Skeletal Phenotyping of Period-1-Deficient Melatonin-Proficient Mice

Abstract

In mice, variability in adult bone size and density has been observed among common inbred strains. Also, in the group of genes regulating circadian rhythmicity in mice, so called clock genes, changes in body size and skeletal parameters have been noted in knockout mice. Here, we studied the size and density of prominent bones of the axial and appendicular skeleton of clock gene Period-1-deficient (Per1^-/-) mice by means of microcomputed tomography. Our data show shorter spinal length, smaller and less dense femora and tibiae, but no significant changes in the shape of the skull and the length of the head. Together with the significantly lower total body weight of Per1^-/- mice, we conclude that Per1-deficiency in a melatonin-proficient mouse strain is associated with an altered body phenotype with smaller appendicular (hind limb) bone size, shorter spine length and lower total body weight while normal head length and brain weight. The observed changes suggest an involvement of secondary bone mineralisation with impact on long bones, but lesser impact on those of the skull. Evidence and overall physiological implications of these findings are discussed.

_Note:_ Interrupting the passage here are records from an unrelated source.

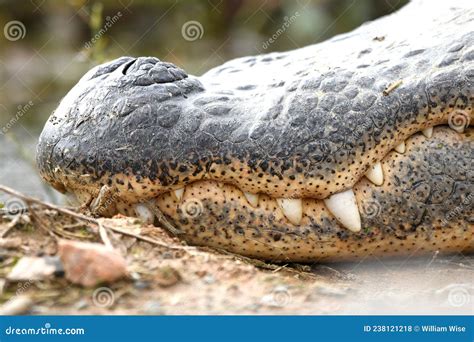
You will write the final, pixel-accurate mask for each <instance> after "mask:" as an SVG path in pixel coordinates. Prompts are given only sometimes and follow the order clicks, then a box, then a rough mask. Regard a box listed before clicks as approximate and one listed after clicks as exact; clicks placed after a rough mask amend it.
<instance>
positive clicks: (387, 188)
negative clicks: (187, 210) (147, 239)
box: [79, 126, 472, 233]
mask: <svg viewBox="0 0 474 342" xmlns="http://www.w3.org/2000/svg"><path fill="white" fill-rule="evenodd" d="M458 131H460V130H459V129H456V130H453V129H451V128H449V127H448V126H438V127H435V128H434V130H432V131H431V132H428V133H429V134H428V133H427V132H419V133H416V134H414V135H413V136H411V137H410V138H409V139H408V140H407V141H406V143H404V148H403V151H402V150H400V149H399V150H398V151H395V150H393V151H391V152H390V153H389V154H388V155H387V156H385V158H383V160H382V161H380V162H377V163H376V164H375V165H374V167H372V168H371V169H370V170H369V171H368V175H366V177H363V178H361V179H359V181H358V182H357V183H356V184H355V185H354V186H353V187H352V188H348V189H345V190H344V191H342V192H339V193H336V194H334V195H332V196H329V197H328V198H325V199H322V200H318V199H316V198H311V197H305V198H274V197H271V196H269V195H268V194H264V193H260V194H252V193H249V192H246V191H242V190H241V189H239V186H238V184H226V185H224V183H220V182H216V181H211V180H210V181H197V182H193V183H191V184H188V185H186V186H179V187H177V188H175V189H174V190H172V191H170V192H168V193H166V194H163V195H159V196H156V197H155V198H158V204H159V205H160V207H161V208H162V209H163V210H164V212H166V213H168V214H169V216H170V217H172V218H174V219H176V217H177V216H178V217H179V216H180V215H178V214H177V212H179V209H180V205H183V203H187V202H189V201H190V200H192V198H198V200H199V201H202V200H203V198H204V199H206V200H211V201H212V200H216V202H215V203H216V205H217V201H223V203H226V202H230V203H234V206H235V207H237V208H240V209H238V210H241V211H246V210H252V209H253V210H256V211H262V212H263V215H266V216H267V217H270V216H272V215H273V216H274V215H277V216H278V217H279V219H280V220H282V222H286V224H289V225H291V226H295V227H300V226H308V225H309V224H310V222H311V220H312V221H319V222H322V221H324V220H323V219H322V218H321V216H319V214H318V215H313V217H312V216H311V215H312V214H311V212H309V213H308V210H309V209H308V208H317V210H319V211H322V212H324V213H326V214H327V217H329V219H328V220H329V221H330V222H331V225H334V222H335V221H336V222H337V225H338V226H340V227H342V228H345V229H347V230H348V231H352V232H354V233H358V232H360V231H361V229H362V228H363V227H364V225H366V224H367V222H368V221H367V220H368V218H367V216H364V213H363V212H362V214H361V208H365V207H366V206H367V201H369V202H370V201H371V199H370V197H371V196H372V195H374V194H376V195H377V197H378V198H380V197H382V194H393V193H396V195H395V194H394V195H393V196H394V198H393V199H392V200H391V203H392V205H393V206H394V207H395V208H396V209H398V210H400V209H401V207H400V206H401V205H402V204H401V203H402V202H403V196H407V193H408V192H409V191H415V190H410V188H409V187H410V186H415V185H416V184H419V183H423V182H425V183H426V182H428V183H431V182H433V179H429V177H431V176H432V175H431V174H430V173H429V172H428V171H427V168H429V167H431V166H433V167H438V165H437V164H436V163H442V164H443V165H444V167H447V168H448V169H447V170H445V171H444V172H445V173H446V175H445V176H447V177H451V178H452V179H457V178H460V179H462V178H463V177H464V178H465V177H466V175H465V172H466V170H465V169H466V168H467V170H468V166H466V165H468V164H469V163H470V161H469V158H470V154H471V155H472V151H470V150H469V148H470V146H472V129H471V128H468V129H467V130H466V132H464V133H459V132H458ZM443 146H449V147H450V148H451V152H452V150H454V151H459V152H462V153H463V154H461V155H460V156H461V157H462V158H461V159H460V160H458V161H457V162H456V164H455V165H458V164H459V163H467V164H465V166H463V168H462V169H458V170H450V169H449V168H450V165H449V164H450V161H451V159H452V157H451V156H450V155H449V153H451V152H447V151H442V152H440V153H438V154H437V153H436V151H437V149H440V148H441V147H443ZM453 146H454V147H453ZM431 149H432V150H433V151H431ZM428 152H429V153H428ZM469 153H470V154H469ZM460 156H458V157H460ZM420 158H428V161H422V160H419V159H420ZM453 167H454V166H453ZM457 172H458V173H461V174H462V175H461V176H459V175H458V174H457ZM411 173H412V174H411ZM125 178H126V177H125ZM123 181H124V182H126V181H130V180H127V179H123ZM409 184H411V185H409ZM429 186H430V187H433V186H438V187H440V188H441V190H443V188H442V185H436V184H434V183H433V184H429ZM224 187H227V188H228V191H230V192H231V193H232V195H231V196H230V197H229V196H228V195H225V191H223V190H222V189H223V188H224ZM203 189H204V190H203ZM229 189H230V190H229ZM142 190H143V192H146V187H145V189H143V187H142ZM438 190H440V189H438ZM458 190H459V189H458ZM399 191H402V192H403V195H401V194H400V193H399ZM443 191H447V190H446V189H445V190H443ZM79 194H82V195H83V196H85V198H87V197H88V196H90V194H89V193H87V192H86V193H82V192H79ZM134 196H136V198H138V200H132V201H129V200H128V199H127V198H123V197H122V198H120V200H118V201H117V204H116V205H113V206H110V207H109V208H107V209H108V210H106V211H103V212H102V213H101V214H107V213H108V214H113V213H115V212H116V211H118V212H122V213H125V214H128V215H137V216H139V217H142V218H143V219H144V220H145V221H150V220H152V219H153V214H152V213H150V209H148V210H147V209H146V207H144V206H143V205H142V204H140V203H142V202H144V201H149V200H153V198H152V197H150V196H148V195H145V194H144V193H140V188H139V187H138V184H137V187H136V188H135V190H134ZM213 196H214V197H213ZM397 197H398V198H397ZM83 198H84V197H83ZM147 198H148V200H147ZM83 201H84V199H83ZM137 202H139V204H138V205H137V206H136V207H135V210H133V206H134V204H133V203H137ZM269 203H271V204H269ZM219 205H220V206H221V210H222V211H224V207H225V204H222V203H220V204H219ZM446 205H447V207H446V208H447V209H449V208H450V207H449V206H448V203H446ZM457 205H459V203H458V204H457ZM454 207H455V206H454ZM454 207H453V206H452V207H451V208H450V210H453V209H454ZM170 208H173V210H174V211H170V210H171V209H170ZM183 210H185V209H183ZM215 210H216V209H214V211H215ZM310 211H311V210H310ZM214 214H215V212H214ZM216 215H217V214H216ZM415 216H416V215H415ZM386 218H387V219H389V220H391V221H397V219H396V218H393V217H392V218H389V217H386ZM436 219H439V218H436ZM406 223H409V222H406ZM209 224H210V223H209ZM376 224H379V225H381V224H382V222H376ZM384 224H387V223H384Z"/></svg>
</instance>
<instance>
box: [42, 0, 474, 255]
mask: <svg viewBox="0 0 474 342" xmlns="http://www.w3.org/2000/svg"><path fill="white" fill-rule="evenodd" d="M421 12H422V13H424V15H423V16H420V15H419V13H421ZM473 18H474V10H473V9H472V8H471V7H469V5H467V6H463V5H462V2H459V3H458V2H455V3H453V4H449V5H448V4H446V3H437V2H435V3H433V2H429V1H426V2H415V3H411V4H410V5H408V6H406V7H405V8H404V9H402V10H400V11H399V12H397V13H395V14H392V15H389V16H387V17H385V18H382V19H379V20H377V21H374V22H372V23H369V24H366V25H363V26H362V27H360V28H358V29H356V30H355V31H353V32H350V33H348V34H344V35H341V36H337V37H335V38H333V39H331V40H329V41H326V42H323V43H320V44H316V45H312V46H308V47H305V48H302V49H298V50H294V51H289V52H284V53H271V54H267V55H260V56H254V57H245V58H239V59H236V60H232V61H229V62H227V63H225V64H223V65H222V66H219V67H217V68H215V69H212V70H210V71H209V72H207V73H206V74H204V75H203V76H201V77H193V76H190V75H188V74H187V73H186V72H185V71H183V70H181V69H180V68H178V67H176V66H175V65H173V64H170V63H165V62H162V61H160V60H159V59H157V58H153V57H140V58H131V57H122V58H119V59H116V60H114V61H112V62H109V63H106V64H103V65H100V66H98V67H95V68H94V69H92V70H91V71H89V72H88V73H87V74H86V75H85V76H84V77H83V78H82V79H81V80H80V81H79V83H78V84H77V85H76V86H75V87H74V88H73V89H72V90H71V91H70V92H69V94H67V95H66V97H65V98H64V99H63V100H62V101H61V103H60V105H59V107H58V108H57V110H56V111H55V112H54V114H53V115H52V116H51V118H50V119H49V121H48V122H47V124H46V126H45V128H44V130H43V133H42V135H41V137H40V141H39V145H38V155H37V162H38V166H39V170H40V173H41V175H42V176H43V178H44V179H45V180H46V181H48V182H49V183H51V184H52V185H53V186H54V187H55V188H57V189H58V190H60V191H63V192H70V193H74V194H76V195H77V196H78V198H79V200H80V201H81V202H83V203H93V204H94V205H95V207H97V204H99V209H100V210H99V213H100V214H102V215H105V216H110V215H113V214H115V213H123V214H126V215H138V216H140V217H142V218H143V219H144V220H147V221H150V222H152V221H153V218H154V213H156V212H160V214H162V215H163V217H165V218H166V219H167V220H168V221H169V222H170V223H171V224H172V225H173V226H174V227H175V228H176V232H179V233H180V234H181V235H180V236H181V237H182V238H183V239H185V240H187V241H189V242H191V243H194V244H201V245H210V246H214V247H220V248H225V249H228V250H231V251H233V252H236V253H241V254H244V255H250V256H256V257H262V258H270V259H278V260H321V259H325V260H336V259H347V258H355V257H359V258H361V257H363V256H365V255H368V254H372V255H393V254H416V253H418V252H422V251H432V250H443V251H462V250H472V249H473V248H474V243H473V234H474V229H473V223H474V215H473V210H472V208H473V204H472V203H473V199H472V197H473V196H474V195H473V192H474V177H473V176H474V173H473V170H474V167H473V166H474V164H473V160H474V158H473V157H474V152H473V151H474V149H473V147H474V144H473V138H472V137H473V131H472V129H471V128H469V127H468V126H469V122H470V120H471V119H472V116H473V104H474V86H473V82H474V48H473V43H474V21H473V20H474V19H473ZM104 194H107V199H105V200H104V199H103V197H104V196H103V195H104ZM99 195H100V196H99Z"/></svg>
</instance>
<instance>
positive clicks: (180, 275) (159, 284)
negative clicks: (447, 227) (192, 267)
mask: <svg viewBox="0 0 474 342" xmlns="http://www.w3.org/2000/svg"><path fill="white" fill-rule="evenodd" d="M180 280H181V275H180V274H179V272H178V271H177V270H175V269H174V268H172V267H161V268H159V269H157V273H156V276H155V282H156V283H157V284H158V285H160V286H163V287H169V286H173V285H175V284H176V283H177V282H179V281H180Z"/></svg>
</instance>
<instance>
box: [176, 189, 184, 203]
mask: <svg viewBox="0 0 474 342" xmlns="http://www.w3.org/2000/svg"><path fill="white" fill-rule="evenodd" d="M173 193H174V196H175V197H176V199H177V200H178V202H181V200H182V199H183V195H184V188H179V189H176V190H173Z"/></svg>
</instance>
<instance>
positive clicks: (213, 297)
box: [0, 210, 474, 315]
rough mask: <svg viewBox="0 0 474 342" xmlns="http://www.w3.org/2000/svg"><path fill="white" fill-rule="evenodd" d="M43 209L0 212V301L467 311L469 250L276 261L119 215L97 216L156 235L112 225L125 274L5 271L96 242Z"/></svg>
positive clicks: (187, 311) (291, 309) (261, 310)
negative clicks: (360, 260) (343, 258)
mask: <svg viewBox="0 0 474 342" xmlns="http://www.w3.org/2000/svg"><path fill="white" fill-rule="evenodd" d="M43 215H44V217H46V219H43V220H42V225H38V222H36V223H35V222H34V220H33V221H32V220H31V218H30V217H29V215H28V214H23V216H22V217H21V218H20V219H17V221H18V222H17V223H16V224H12V222H11V220H12V219H15V218H12V217H7V218H5V217H4V218H3V219H2V220H1V221H0V234H1V236H3V238H2V239H1V240H0V242H1V243H0V245H1V248H0V284H1V298H0V299H1V302H2V303H3V306H2V307H1V308H5V307H8V306H9V305H10V306H11V304H12V302H13V303H14V302H15V301H16V302H22V303H21V304H19V307H20V308H19V309H17V312H16V313H18V314H21V313H26V314H42V315H49V314H80V315H90V314H145V315H176V314H198V315H201V314H271V315H274V314H310V315H314V314H318V315H319V314H472V313H474V301H473V294H474V285H473V284H474V257H473V256H466V255H450V256H440V255H438V254H437V253H435V254H433V255H430V256H427V257H426V258H411V257H410V256H407V257H405V258H398V259H390V260H387V259H383V260H382V259H371V260H361V261H358V262H354V263H338V264H325V265H323V264H311V265H310V264H306V265H301V264H281V265H275V264H268V263H264V262H262V261H258V260H253V259H252V260H251V259H247V258H242V257H240V256H236V255H231V254H228V253H225V252H220V251H216V250H211V249H208V248H201V247H193V246H186V245H185V244H183V243H182V242H180V241H179V240H177V239H176V238H173V237H171V236H169V234H168V233H167V232H165V231H164V230H162V229H161V228H157V227H153V226H144V225H143V224H141V223H140V222H139V221H138V220H136V219H132V218H125V217H116V218H113V219H104V220H102V221H101V222H103V224H104V225H107V226H108V227H116V228H118V229H120V230H122V231H124V232H129V233H132V234H135V235H136V236H141V237H145V238H148V239H150V241H153V243H150V242H146V241H141V240H140V239H137V238H136V237H130V236H126V235H125V234H117V233H111V232H109V234H110V238H111V241H112V244H113V246H114V247H115V248H116V249H118V250H119V251H120V252H121V253H122V255H123V256H125V258H126V261H127V264H128V271H129V275H128V277H127V278H126V279H123V280H120V281H117V282H114V283H112V284H104V285H101V286H97V287H95V288H83V287H80V286H78V285H73V284H71V283H70V282H69V281H68V280H66V279H65V277H64V274H62V272H57V273H56V274H55V275H52V276H51V277H48V278H47V279H44V280H40V281H31V280H26V281H9V280H7V279H6V277H7V275H8V274H9V272H11V269H12V268H13V266H14V265H15V263H17V262H18V260H19V259H20V258H21V257H22V256H25V255H27V256H45V255H51V256H54V255H56V253H57V241H58V239H59V238H63V239H64V238H65V239H72V240H81V241H96V242H100V238H99V235H98V234H97V231H96V227H93V226H92V225H90V224H88V223H82V222H77V221H74V220H71V219H70V218H67V217H64V216H62V215H61V214H58V213H57V212H54V211H51V210H49V211H45V214H43ZM45 222H46V223H47V224H45ZM25 298H26V300H25ZM1 308H0V311H1V310H2V309H1ZM2 312H4V311H2Z"/></svg>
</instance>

Keywords: bone density; clock genes; microcomputed tomography; period‐1; body size regulation; ossification.

FIGURE 1

Images of whole body microtomographical scans (μCT; dorsal view) of a WT (A) and a Per1^‐/‐ animal (B). The images are derived from videos with a 360° panoramic view, which can be found in the supplementary materials. The scale bar is 10 mm. For orientation in the µCT images, the upmost (red) line marks the beginning of the cervical part of the spine (atlas) in WT, the blue line the end of the cervical and beginning of the thoracal part, the green line the end of the thoracal and beginning of the lumbal part and the orange line the end of the lumbal part. The right part of the image shows the comparison of head (C), spinal (vertebral column; (D), femoral (E) and tibial (F) length. The statistical analysis was done by t‐test (N = 6 WT; N = 7 Per1^‐/‐; p < 0.001***; p < 0.0001****).

FIGURE 2

Figure 2 shows images of the femoral μCT of four Per1^‐/‐ (left) and four WT C3H (right side) mice. The upper images (A) display the surface view of the femora, the lower picture (C) a mid‐section view illustrating the relative cortical and spongiosal areas. The scale bar represents 5.5 mm. Statistical analysis of femoral volume (B) and femoral bone density (D) was done by t‐test (N = 6 WT; N = 7 Per1^‐/‐; p < 0.05*; p < 0.0001****).

FIGURE 3

Figure 3 shows tibial volume (A), and density as measured in g/mm³ (B) or gval (C) which differ significantly in Per1^‐/‐ in comparison to WT (p < 0.05*, t‐test). The mean difference in volume is 16.2% + 3.9% (SD). Statistical analysis was done by t‐test (N = 6 WT; N = 7 Per1^‐/‐; p < 0.05*; p < 0.0001****).

FIGURE 4

Figure 4 shows an example of the overall µCT parameters as visualised in top (red line) and side (green line) views of the whole skull as well as a sagittal (third row) and frontal (lower row) section (A). Left side of A shows WT and the right side Per1^‐/‐. Side bars indicate 10 mm for the total and sagittal views and 7 mm for the frontal view. (B) shows the statistical comparison of skull volume between WT and Per1^‐/‐ (WT N = 7; Per1^‐/‐ N = 6, p < 0.01** t‐test).

FIGURE 5

Figure 5 compares all skulls of WT and Per1^‐/‐ animals by a 1:1 analysis of every animal. The deviation in skull shape was in a low range (−1 to +2 mm) and not significantly different between WT and Per1^‐/‐ animals regarding Hausdorff distance.

FIGURE 6

Figure 6 shows the organ weights in WT and Per1^‐/‐ male mice (WT, N = 7) and (Per1^‐/‐, N = 6). Note that the brain weight did not significantly differ between Per1^‐/‐ and WT animals. However, the weights of heart (p < 0.05*), liver (p < 0.01**) and kidneys (p < 0.0001****) were significantly different between Per1^‐/‐ and WT animals.